A rectangular block of width \(w=116.5 \mathrm{~cm},\) depth \(d=164.8 \mathrm{~cm}\) and height \(h=105.1 \mathrm{~cm}\) is cut diagonally from one upper corner to the opposing lower corners so that a triangular surface is generated, as shown in the figure. A paperweight of mass \(m=16.93 \mathrm{~kg}\) is sliding down the incline without friction. What is the magnitude of the acceleration that the paperweight experiences?

Short Answer

Expert verified
Answer: The magnitude of the acceleration that the paperweight experiences while sliding down the incline without friction is approximately \(4.50\mathrm{~m/s^2}\).

Step by step solution

01

Find the length of the diagonal

To find the length of the diagonal, we will use the Pythagorean theorem in 3D space which can be stated as: \(l^2 = w^2 + d^2 + h^2\). Given the dimensions of the rectangular block, we can plug the values and find the diagonal length. \(l^2 = 116.5^2 + 164.8^2 + 105.1^2\) Calculating the diagonal length: \(l = \sqrt{116.5^2 + 164.8^2 + 105.1^2} \approx 230.37 \mathrm{~cm}\)
02

Find the angle of the incline

Next, we need to find the angle at which the incline is tilted. We can use the height \(h\) and the diagonal length \(l\) to find the angle using trigonometry. Let \(\theta\) be the angle between the diagonal \(l\) and the base of the rectangular block.
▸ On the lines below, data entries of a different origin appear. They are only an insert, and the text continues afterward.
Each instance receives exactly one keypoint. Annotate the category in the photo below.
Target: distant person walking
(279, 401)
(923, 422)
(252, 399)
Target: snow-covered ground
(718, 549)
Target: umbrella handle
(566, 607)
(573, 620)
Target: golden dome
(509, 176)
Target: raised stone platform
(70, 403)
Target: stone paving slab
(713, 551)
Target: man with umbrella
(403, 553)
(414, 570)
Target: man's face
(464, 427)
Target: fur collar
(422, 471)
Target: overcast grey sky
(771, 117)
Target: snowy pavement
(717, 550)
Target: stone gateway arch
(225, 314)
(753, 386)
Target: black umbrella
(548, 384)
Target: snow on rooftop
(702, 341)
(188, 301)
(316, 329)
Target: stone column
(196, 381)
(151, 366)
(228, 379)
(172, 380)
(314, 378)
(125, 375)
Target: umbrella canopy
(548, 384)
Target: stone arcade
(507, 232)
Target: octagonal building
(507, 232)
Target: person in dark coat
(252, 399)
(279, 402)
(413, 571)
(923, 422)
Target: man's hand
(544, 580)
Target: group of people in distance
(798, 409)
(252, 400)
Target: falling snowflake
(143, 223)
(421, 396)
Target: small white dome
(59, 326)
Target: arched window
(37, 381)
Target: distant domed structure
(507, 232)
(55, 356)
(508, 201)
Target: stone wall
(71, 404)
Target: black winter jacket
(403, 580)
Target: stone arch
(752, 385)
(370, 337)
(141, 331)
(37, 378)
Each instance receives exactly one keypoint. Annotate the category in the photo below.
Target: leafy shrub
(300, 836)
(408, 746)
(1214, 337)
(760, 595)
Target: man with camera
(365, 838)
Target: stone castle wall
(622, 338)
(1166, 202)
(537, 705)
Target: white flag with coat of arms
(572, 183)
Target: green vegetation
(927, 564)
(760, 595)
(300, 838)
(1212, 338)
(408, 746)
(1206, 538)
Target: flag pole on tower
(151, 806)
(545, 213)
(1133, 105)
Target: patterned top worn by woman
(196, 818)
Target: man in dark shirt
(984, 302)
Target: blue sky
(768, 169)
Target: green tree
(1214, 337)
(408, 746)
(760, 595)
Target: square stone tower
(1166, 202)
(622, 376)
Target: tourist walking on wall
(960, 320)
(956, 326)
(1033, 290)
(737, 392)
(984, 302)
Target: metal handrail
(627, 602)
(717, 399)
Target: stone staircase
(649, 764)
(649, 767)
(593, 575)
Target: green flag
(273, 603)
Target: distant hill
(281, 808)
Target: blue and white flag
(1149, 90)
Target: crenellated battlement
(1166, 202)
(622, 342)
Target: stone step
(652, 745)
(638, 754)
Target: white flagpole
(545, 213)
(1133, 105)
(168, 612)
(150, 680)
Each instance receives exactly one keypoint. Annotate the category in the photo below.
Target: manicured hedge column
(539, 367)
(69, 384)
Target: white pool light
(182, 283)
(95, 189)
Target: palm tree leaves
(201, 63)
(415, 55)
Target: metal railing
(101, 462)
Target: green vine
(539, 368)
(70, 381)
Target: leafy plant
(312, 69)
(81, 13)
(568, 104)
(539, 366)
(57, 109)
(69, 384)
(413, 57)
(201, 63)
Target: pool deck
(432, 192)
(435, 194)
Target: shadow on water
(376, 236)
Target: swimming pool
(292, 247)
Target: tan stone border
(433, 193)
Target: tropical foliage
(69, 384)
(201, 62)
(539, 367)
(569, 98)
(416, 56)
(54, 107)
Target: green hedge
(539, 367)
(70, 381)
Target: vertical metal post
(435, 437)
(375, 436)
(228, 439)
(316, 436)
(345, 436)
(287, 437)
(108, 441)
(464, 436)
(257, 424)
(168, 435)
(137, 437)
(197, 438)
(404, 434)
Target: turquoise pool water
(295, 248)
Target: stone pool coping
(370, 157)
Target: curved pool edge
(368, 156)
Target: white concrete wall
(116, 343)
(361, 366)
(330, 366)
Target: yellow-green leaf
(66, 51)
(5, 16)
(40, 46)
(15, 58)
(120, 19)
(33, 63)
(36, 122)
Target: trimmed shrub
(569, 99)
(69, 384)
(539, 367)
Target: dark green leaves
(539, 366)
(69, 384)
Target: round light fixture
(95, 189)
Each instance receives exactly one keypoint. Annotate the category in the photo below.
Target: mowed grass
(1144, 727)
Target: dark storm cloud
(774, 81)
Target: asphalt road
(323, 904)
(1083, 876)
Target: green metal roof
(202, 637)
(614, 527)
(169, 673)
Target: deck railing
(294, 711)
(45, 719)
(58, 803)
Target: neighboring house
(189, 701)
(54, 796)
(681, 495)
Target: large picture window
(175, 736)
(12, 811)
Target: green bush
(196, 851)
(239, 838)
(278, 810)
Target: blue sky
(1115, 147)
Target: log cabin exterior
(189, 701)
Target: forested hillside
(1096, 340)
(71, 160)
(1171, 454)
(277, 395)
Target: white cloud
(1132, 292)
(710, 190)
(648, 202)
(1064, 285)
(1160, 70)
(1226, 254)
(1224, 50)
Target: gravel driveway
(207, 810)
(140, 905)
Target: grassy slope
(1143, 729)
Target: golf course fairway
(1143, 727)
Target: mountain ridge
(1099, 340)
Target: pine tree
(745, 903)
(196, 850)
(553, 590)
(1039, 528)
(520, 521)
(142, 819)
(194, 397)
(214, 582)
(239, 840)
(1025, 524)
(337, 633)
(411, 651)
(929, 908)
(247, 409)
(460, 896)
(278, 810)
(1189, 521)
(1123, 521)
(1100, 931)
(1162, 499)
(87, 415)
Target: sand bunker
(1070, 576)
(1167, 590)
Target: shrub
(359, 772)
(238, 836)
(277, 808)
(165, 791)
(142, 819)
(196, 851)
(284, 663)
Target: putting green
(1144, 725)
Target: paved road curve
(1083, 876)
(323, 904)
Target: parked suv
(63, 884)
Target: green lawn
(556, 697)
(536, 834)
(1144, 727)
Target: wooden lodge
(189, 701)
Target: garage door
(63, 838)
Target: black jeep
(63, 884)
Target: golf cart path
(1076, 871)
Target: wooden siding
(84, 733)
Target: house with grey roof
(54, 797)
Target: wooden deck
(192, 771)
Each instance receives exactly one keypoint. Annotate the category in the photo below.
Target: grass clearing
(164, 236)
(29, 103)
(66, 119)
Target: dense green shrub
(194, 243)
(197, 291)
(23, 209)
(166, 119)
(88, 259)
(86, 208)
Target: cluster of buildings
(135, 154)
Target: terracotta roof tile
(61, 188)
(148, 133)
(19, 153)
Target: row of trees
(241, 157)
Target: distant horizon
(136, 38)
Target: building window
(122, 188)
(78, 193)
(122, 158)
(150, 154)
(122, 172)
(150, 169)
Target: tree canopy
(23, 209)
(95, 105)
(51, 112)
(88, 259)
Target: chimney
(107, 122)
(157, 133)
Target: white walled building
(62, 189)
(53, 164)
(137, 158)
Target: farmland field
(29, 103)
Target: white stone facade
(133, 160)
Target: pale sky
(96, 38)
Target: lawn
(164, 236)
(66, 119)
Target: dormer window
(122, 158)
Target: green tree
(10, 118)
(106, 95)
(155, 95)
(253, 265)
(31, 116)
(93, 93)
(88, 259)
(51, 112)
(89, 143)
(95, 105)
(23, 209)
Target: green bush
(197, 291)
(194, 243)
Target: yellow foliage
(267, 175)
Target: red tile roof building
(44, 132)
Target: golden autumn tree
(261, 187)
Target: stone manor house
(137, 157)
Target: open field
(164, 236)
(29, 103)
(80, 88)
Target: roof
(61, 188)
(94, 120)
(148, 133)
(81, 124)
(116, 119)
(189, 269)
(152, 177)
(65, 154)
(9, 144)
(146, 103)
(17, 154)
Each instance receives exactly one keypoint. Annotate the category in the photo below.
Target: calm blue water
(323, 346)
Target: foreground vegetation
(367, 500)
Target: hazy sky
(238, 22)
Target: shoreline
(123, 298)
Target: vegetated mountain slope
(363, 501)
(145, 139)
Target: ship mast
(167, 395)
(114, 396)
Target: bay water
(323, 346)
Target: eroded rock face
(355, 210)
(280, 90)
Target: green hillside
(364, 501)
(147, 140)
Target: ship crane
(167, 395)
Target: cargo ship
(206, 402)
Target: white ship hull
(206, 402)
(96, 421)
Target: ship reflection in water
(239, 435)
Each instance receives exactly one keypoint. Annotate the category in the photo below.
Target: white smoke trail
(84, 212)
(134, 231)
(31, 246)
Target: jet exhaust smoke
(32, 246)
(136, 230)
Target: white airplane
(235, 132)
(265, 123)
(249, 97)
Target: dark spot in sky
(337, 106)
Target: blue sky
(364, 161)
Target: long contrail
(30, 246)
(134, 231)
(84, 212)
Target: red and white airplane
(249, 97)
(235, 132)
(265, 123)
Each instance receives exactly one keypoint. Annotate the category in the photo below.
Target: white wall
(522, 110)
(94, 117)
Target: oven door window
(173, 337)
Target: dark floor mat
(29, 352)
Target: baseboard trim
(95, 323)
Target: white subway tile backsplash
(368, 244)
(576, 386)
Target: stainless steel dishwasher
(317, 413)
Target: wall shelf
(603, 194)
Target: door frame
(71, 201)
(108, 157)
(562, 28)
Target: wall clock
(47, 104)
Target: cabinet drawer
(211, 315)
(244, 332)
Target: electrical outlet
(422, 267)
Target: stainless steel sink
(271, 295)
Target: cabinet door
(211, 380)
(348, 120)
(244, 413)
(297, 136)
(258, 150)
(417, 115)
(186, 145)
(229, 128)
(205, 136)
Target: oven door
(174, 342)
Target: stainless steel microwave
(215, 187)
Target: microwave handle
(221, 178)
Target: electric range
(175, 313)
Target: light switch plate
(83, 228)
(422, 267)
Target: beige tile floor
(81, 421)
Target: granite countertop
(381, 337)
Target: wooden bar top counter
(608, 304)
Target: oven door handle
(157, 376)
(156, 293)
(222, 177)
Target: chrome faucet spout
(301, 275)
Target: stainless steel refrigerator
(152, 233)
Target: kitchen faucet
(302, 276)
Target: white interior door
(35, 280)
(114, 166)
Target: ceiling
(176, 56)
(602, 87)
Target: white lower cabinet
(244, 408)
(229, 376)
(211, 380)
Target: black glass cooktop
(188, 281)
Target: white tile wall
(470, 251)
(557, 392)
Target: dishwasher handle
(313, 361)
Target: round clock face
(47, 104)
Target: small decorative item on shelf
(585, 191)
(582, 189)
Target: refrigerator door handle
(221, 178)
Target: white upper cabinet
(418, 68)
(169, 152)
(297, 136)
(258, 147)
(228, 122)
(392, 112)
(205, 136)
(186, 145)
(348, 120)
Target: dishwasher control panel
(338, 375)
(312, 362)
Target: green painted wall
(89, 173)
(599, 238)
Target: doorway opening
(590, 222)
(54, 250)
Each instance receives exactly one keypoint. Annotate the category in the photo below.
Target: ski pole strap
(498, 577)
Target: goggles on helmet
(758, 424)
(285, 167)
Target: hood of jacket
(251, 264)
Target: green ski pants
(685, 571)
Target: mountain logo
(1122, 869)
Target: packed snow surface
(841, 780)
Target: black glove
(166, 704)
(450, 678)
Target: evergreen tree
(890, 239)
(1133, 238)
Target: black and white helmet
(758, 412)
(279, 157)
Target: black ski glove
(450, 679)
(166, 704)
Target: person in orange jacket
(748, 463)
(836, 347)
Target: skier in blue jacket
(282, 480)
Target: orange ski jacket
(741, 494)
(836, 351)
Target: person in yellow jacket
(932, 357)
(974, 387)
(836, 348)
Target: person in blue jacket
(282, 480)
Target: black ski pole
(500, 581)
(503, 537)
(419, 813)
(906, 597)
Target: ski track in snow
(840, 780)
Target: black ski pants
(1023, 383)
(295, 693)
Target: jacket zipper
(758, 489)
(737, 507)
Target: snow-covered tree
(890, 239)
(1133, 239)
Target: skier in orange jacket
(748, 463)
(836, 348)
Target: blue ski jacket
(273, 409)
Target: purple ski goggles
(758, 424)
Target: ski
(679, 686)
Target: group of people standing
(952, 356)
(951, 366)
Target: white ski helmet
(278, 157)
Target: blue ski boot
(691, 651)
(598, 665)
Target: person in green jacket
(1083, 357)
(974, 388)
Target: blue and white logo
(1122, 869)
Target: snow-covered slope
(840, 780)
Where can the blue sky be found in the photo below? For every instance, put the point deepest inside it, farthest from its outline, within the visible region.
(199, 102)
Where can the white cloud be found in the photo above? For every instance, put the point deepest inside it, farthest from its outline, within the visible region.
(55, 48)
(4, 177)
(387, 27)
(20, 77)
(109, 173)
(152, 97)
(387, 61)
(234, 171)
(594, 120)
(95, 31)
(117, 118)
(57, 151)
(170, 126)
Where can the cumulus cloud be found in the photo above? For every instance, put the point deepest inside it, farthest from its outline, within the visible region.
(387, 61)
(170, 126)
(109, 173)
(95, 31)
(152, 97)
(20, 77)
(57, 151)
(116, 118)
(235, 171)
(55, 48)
Using the sine function, we can write: \(\sin{\theta} = \frac{h}{l}\) Now, we can find the angle \(\theta\): \(\theta = \arcsin{\frac{105.1}{230.37}} \approx 27.51^\circ\)
03

Find the acceleration of the paperweight along the incline

Finally, we can find the acceleration of the paperweight sliding down the incline using the gravitational force and the angle of the incline. We know that the force acting along the incline is: \(F = mg\sin{\theta}\) Now, we can use Newton's second law \(F = ma\) to find the acceleration: \(16.93\mathrm{~kg} \cdot a = 16.93\mathrm{~kg} \cdot 9.81\mathrm{~m/s^2} \cdot \sin{27.51^\circ}\) Divide both sides by the mass \(m\): \(a = 9.81\mathrm{~m/s^2} \cdot \sin{27.51^\circ} \approx 4.50\mathrm{~m/s^2}\) The magnitude of the acceleration that the paperweight experiences while sliding down the incline without friction is approximately \(4.50\mathrm{~m/s^2}\).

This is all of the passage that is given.